Tatsächlich handelt es sich auch bei dem Cabriolet auf der ersten Aufnahme um einen Citroen B14, von dem zwischen 1926 und 1929 fast 140.000 Exemplare entstanden.
Nicht nur die Amerikaner, sondern auch die Franzosen hatten frühzeitig verstanden, dass das Geheimnis bezahlbarer Automobile in einer auf Massenproduktion getrimmten Konstruktion lag.
In Deutschland hatten nur Brennabor und Opel das halbwegs begriffen, wenngleich ihnen die Konsequenz fehlte. So kam es, dass auch Citroen in Deutschland durchaus Chancen sah, seine robusten und leistungsfähigen Wagen an den Mann zu bringen.
Der Typ B14 mit seinem 25 PS leistenden 1,5 Liter-Vierzylinder wurde sogar in Deutschland montiert, und zwar in Köln. Wir dürfen daher davon ausgehen, dass die Citroen-Wagen dieses Typs auf den beiden Fotos aus hiesiger Produktion stammten.
Während an der Ansprache des Citroen auf der ersten Aufnahme als Typ B14 Cabriolet kein Zweifel besteht, sind aus Sicht des Verfassers zwei Dinge unklar:
- Man findet im Netz Fotos des Typs B14 mit durchlaufender Reihe von Luftschlitzen in der Haube ebenso wie mit auf die hintere Hälfte beschränkten Luftschlitzen. Was bedeutet dieser Unterschied?
- Offene Versionen des Citroen B14 sind auf vielen Fotos dokumentiert, doch keines davon zeigt einen Aufbau wie diesen mit breiter Zierleiste an der Seitenpartie:
Sicher können Citroen-Spezialisten diese Detailfragen beantworten. Der Blog-Eintrag zu dem Foto wird dann entsprechend angepasst, damit der Erkenntnisgewinn auch für künftige Leser festgehalten wird.
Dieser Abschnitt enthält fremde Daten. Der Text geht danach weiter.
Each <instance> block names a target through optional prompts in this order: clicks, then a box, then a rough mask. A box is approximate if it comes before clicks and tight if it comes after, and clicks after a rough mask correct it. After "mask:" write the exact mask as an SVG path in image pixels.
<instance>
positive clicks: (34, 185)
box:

Willkommen sind auch Ideen, was die Personen angeht, die mit dem Cabriolet abgelichtet wurden. Die Menschen, aus deren Nachlass diese Fotos stammen, werden in diesem Blog ebenfalls gewürdigt, sie tragen oft zum Reiz der Aufnahmen bei.
Besonders ins Auge fällt das Paar, das vor der Kühlerpartie des Citroen posiert.
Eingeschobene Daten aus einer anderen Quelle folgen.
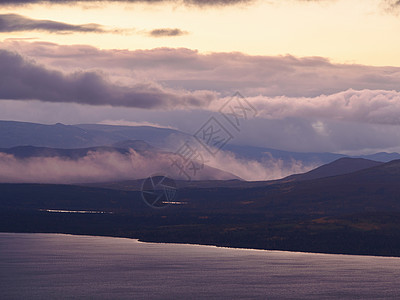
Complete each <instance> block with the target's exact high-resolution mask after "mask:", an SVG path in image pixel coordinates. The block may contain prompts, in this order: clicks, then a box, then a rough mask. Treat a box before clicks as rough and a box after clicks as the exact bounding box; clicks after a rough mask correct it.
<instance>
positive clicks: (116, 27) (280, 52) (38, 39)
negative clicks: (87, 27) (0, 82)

Die Kombination aus kurzer Lederhose, langärmligem Oberhemd mit Krawatte und militärischem Haarschnitt wirkt auf den heutigen Betrachter verwirrend. Der besitzergreifende Gestus scheint seine Partnerin nicht im geringsten zu stören.
Was sind das für Landsleute – Österreicher vielleicht? Leider ist das Nummernschild verdeckt.
Möglich auch, dass wir hier Reisende aus Süddeutschland vor uns haben, die mit ihrem Citroen auf dem Heimweg waren und sich noch einmal in Urlaubsstimmung ablichten ließen, bevor sie wieder in ein prosaischeres Alltagsdasein zurückkehrten…
© Michael Schlenger, 2018. All entries in this blog (including embedded photos) are copyrighted by the author, unless otherwise indicated. Excerpts and links may be used, provided that credit is given to Michael Schlenger and https://vorkriegs-klassiker-rundschau.blog with appropriate and specific direction to the original content.
Wunderbar, wenn man solche Leser hat – herzlichen Dank!
Die Vermutung dass das Bild aus Österreich ist unterstützt die Plakette des Österreichischen Touring Clubs auf der Seite. Auch die Landschaft mutet österreichisch an.